Medusa Training Loss #95

TomYang-TZ · 2024-04-07T15:56:37Z

When utilizing Axolotl, the training loss reduces to 0 following the gradient accumulation steps. Is this expected behaviour?

With Torchrun, the training loss consistently remains NaN.

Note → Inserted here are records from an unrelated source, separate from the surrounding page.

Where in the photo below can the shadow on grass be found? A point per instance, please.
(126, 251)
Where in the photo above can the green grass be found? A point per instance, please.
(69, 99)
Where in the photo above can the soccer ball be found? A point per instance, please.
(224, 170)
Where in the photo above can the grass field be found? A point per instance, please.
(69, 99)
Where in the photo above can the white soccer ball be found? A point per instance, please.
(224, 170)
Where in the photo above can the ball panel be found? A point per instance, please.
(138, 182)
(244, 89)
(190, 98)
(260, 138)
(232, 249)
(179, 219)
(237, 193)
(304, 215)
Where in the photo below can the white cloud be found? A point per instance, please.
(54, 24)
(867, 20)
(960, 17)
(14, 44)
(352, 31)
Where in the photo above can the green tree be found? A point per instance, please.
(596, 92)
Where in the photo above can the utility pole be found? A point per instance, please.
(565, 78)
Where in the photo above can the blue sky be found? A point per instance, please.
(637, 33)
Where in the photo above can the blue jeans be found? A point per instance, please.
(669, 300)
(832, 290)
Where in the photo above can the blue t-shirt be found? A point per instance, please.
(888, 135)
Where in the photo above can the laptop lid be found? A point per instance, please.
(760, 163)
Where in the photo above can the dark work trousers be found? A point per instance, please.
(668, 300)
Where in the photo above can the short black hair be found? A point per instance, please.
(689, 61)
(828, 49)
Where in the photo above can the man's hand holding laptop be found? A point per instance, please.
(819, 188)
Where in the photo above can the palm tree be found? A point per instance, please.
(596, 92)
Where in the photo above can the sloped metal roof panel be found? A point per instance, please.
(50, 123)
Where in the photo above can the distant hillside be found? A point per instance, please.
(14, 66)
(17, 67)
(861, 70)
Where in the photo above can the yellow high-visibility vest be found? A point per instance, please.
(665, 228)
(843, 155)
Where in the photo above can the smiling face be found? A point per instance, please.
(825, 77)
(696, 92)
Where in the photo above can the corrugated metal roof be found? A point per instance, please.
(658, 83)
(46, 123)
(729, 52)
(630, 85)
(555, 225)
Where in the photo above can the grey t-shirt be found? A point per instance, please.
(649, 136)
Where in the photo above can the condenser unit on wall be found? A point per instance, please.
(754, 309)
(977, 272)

Thanks for the help!! Here is the training configuration:
base_model: teknium/OpenHermes-2.5-Mistral-7B
base_model_config: teknium/OpenHermes-2.5-Mistral-7B
model_type: MistralForCausalLM
tokenizer_type: LlamaTokenizer
is_llama_derived_model: false

load_in_8bit: false
load_in_4bit: false
strict: false

datasets:

path: ShareGPT_Vicuna_unfiltered/ShareGPT_V4.3_unfiltered_cleaned_split.json
type: sharegpt
dataset_prepared_path:
val_set_size: 0.1
output_dir: ./openhermes7B_medusa_stage1

sequence_len: 4096
sample_packing: true
pad_to_sequence_len: true

wandb_project:
wandb_entity:
wandb_watch:
wandb_run_id:
wandb_log_model:

gradient_accumulation_steps: 4
micro_batch_size: 2
num_epochs: 2
optimizer: adamw_bnb_8bit
lr_scheduler: cosine
learning_rate: 0.0005

train_on_inputs: false
group_by_length: false
bf16: true
fp16: false
tf32: false

gradient_checkpointing: true
early_stopping_patience:
resume_from_checkpoint:
local_rank:
logging_steps: 1
xformers_attention:
flash_attention: true
use_reentrant: True

warmup_steps: 40
eval_steps: 0.01
evaluation_strategy: steps
save_strategy: steps
save_steps:
save_total_limit: 1
debug:
deepspeed:
weight_decay: 0.0
fsdp:
fsdp_config:
special_tokens:
bos_token: ""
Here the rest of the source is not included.